As respostas são avançadas por Roger Kimball no último número da revista "The New Criterion". Ponto prévio: considero a "The New Criterion" a melhor revista mensal do mundo, embora entenda que o tom descaradamente "highbrow" da publicação seja um insulto para cabeças estreitas.

Kimball, com erudição e simplicidade, escreve longo ensaio sobre Hayek, o economista austríaco que venceu o Prêmio Nobel da Economia em 1974. E escreve sobre o lado menos conhecido de Hayek: a denúncia que o teórico fez das consequências psicológicas que uma forte dependência económica e social do Estado acaba por provocar no carácter dos indivíduos.

A denúncia surgiu em "The Road to Serfdom", livro de 1944 que transformou Hayek em estrela popular e que ainda hoje se lê com prazer e proveito. Desde logo porque Hayek procurava mostrar como um crescente domínio da economia pelo Estado representava uma forte ameaça à liberdade individual. Essa ameaça era identificada por Hayek no seu próprio país de acolhimento, a Inglaterra, onde uma mentalidade dirigista procurava chamar para as mãos do governo as rédeas da economia nacional.

Para Hayek, esse centralismo crescente não significaria, apenas, o empobrecimento da Grã-Bretanha, ou seja, a destruição de uma ordem espontânea de mercado onde os indivíduos podem agir livremente, seguindo regras de conduta justa e perseguindo os seus fins pessoais. Como o título do livro sugere, o crescente controlo da economia pelo Estado conduziria a democracia pelo caminho da servidão. Como na Alemanha ou na União Soviética.

Hoje, é possível ler o aviso de Hayek com algum desconto: a presença do Estado na economia não conduz necessariamente a uma abolição da democracia e à imposição de um regime ditatorial. As sociais-democracias europeias, que praticamente se transformaram na única linguagem política aceitável pelo "centrão" eleitoral, mostram como o equilíbrio entre o Estado e a iniciativa privada é possível, e se calhar desejável.
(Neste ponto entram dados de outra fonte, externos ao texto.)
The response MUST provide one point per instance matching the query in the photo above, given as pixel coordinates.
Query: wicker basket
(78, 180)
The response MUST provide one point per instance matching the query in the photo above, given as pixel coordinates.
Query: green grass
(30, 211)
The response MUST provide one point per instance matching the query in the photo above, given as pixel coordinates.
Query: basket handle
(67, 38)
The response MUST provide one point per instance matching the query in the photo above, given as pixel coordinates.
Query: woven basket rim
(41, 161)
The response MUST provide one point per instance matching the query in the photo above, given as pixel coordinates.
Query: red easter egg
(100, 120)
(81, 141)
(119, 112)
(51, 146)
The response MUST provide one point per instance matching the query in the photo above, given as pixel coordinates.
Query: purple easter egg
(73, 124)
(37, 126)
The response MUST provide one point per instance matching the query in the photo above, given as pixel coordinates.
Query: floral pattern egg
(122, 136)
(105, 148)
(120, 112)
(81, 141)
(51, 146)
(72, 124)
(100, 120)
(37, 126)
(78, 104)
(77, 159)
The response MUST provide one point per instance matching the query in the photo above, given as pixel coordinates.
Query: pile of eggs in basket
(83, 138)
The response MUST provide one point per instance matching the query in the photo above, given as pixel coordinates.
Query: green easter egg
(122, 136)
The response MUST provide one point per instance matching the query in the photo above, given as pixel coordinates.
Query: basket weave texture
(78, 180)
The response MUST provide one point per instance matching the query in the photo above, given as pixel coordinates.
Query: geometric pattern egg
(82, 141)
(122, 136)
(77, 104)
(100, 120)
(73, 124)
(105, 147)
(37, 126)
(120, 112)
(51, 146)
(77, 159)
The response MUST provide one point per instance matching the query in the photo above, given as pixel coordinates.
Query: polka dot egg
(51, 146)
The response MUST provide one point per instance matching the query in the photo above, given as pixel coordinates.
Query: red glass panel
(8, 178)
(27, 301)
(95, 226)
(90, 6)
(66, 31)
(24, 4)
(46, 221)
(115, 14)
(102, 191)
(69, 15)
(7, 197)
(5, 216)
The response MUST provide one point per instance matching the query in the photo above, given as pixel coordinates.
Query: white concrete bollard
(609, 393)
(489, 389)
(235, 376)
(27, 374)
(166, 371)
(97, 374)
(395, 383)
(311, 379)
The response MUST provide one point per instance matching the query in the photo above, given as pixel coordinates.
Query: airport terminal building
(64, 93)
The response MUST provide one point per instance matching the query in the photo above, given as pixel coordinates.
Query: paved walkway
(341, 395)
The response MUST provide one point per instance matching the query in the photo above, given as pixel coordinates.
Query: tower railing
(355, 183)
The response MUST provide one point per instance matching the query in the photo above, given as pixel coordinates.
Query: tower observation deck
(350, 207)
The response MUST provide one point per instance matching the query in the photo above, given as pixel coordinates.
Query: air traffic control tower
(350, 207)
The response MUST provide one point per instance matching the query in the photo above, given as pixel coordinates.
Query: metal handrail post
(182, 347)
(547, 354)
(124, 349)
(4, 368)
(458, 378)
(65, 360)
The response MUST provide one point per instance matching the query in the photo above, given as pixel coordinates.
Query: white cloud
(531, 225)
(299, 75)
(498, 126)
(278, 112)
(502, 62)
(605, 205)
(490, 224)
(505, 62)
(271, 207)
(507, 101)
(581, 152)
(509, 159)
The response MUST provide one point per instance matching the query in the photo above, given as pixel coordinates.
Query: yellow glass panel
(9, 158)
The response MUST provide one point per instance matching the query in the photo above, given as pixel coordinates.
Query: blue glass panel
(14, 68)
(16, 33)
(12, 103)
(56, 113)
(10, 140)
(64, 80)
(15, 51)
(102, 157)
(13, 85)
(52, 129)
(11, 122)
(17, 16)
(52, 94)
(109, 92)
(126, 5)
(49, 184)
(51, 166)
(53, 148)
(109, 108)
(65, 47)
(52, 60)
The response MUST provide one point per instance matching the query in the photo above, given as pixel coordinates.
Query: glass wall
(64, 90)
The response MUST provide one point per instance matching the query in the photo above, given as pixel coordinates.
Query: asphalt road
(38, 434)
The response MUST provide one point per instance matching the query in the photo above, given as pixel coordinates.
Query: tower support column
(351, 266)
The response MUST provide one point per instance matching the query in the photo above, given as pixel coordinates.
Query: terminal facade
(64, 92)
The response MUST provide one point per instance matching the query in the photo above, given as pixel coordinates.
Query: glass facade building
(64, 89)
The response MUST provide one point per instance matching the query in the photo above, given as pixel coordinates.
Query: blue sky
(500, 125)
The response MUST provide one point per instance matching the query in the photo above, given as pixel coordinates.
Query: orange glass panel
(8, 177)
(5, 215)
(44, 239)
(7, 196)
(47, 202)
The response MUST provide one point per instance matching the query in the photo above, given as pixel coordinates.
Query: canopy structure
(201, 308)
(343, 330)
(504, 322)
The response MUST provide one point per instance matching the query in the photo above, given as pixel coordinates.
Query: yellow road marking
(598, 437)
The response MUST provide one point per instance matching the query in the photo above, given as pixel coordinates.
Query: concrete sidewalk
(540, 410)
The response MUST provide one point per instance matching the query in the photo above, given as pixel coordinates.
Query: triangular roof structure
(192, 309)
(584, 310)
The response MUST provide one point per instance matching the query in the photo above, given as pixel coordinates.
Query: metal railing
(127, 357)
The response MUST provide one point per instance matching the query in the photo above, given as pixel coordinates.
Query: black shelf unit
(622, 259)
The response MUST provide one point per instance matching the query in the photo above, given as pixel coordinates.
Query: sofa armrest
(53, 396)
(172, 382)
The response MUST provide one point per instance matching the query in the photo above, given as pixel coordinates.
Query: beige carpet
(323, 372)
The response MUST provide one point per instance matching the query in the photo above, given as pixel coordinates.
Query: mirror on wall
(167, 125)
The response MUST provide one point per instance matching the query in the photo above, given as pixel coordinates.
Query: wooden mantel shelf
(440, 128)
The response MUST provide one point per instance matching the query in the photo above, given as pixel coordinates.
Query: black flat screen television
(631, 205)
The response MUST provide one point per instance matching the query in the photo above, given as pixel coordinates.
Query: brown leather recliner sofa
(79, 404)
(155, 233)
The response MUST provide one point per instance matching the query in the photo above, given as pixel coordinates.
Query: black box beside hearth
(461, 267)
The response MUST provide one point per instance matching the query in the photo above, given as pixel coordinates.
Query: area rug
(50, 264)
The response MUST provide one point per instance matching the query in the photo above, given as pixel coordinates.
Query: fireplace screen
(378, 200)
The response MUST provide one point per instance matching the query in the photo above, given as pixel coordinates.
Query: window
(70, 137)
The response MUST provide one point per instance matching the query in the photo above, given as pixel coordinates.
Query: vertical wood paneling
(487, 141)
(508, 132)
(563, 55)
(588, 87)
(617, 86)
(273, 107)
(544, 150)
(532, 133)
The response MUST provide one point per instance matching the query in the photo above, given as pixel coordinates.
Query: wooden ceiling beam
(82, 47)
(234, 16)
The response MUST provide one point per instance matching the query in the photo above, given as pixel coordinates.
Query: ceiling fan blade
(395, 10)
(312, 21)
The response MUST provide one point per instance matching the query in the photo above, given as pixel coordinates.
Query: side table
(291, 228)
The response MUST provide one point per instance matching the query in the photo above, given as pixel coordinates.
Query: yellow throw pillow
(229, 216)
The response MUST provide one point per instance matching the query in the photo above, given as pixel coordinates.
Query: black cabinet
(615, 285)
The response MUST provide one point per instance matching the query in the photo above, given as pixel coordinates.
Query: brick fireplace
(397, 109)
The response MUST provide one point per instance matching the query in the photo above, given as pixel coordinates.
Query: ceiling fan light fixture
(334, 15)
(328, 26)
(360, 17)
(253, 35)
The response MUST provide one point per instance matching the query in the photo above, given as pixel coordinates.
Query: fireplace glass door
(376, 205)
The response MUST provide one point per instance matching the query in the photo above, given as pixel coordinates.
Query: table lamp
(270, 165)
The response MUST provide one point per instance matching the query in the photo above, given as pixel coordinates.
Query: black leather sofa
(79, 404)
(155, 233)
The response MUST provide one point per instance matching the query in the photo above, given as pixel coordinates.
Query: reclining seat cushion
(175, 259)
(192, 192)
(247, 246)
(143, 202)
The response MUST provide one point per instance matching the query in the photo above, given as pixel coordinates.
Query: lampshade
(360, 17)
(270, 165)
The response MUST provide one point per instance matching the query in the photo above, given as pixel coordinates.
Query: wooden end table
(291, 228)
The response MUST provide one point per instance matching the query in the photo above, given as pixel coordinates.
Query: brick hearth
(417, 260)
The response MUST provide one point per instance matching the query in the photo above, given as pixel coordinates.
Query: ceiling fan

Mas um aspecto do trabalho de Hayek merece ser revisitado - e Roger Kimball fá-lo no artigo: trata-se da "servidão" psicológica que as economias fortemente dominadas pelo Estado acabam por infligir aos indivíduos. Hayek fala de uma "alteração de carácter" e, retomando Tocqueville, denuncia o que lhe parece ser uma "infantilização" dos seres humanos: um Estado que cuida deles do berço à sepultura, respondendo a todas as suas necessidades com patológico paternalismo, é também um Estado que lhes retira qualquer possibilidade de se tornarem adultos e responsáveis.

Nas noites de Paris, Lyon ou Nantes, não foi apenas a extrema-esquerda que saíu à rua. Foram crianças sem maneiras, que o Estado infantilizou durante longos anos de doentia protecção. Este atraso não se resolve com polícia. Resolve-se da única forma possível: terminando com a mesada e obrigado as crianças a crescer.
João Pereira Coutinho, 31, é colunista da Folha. Reuniu seus artigos para o Brasil no livro "Avenida Paulista" (Ed. Quasi), publicado em Portugal, onde vive. Escreve quinzenalmente, às segundas-feiras, para a Folha Online.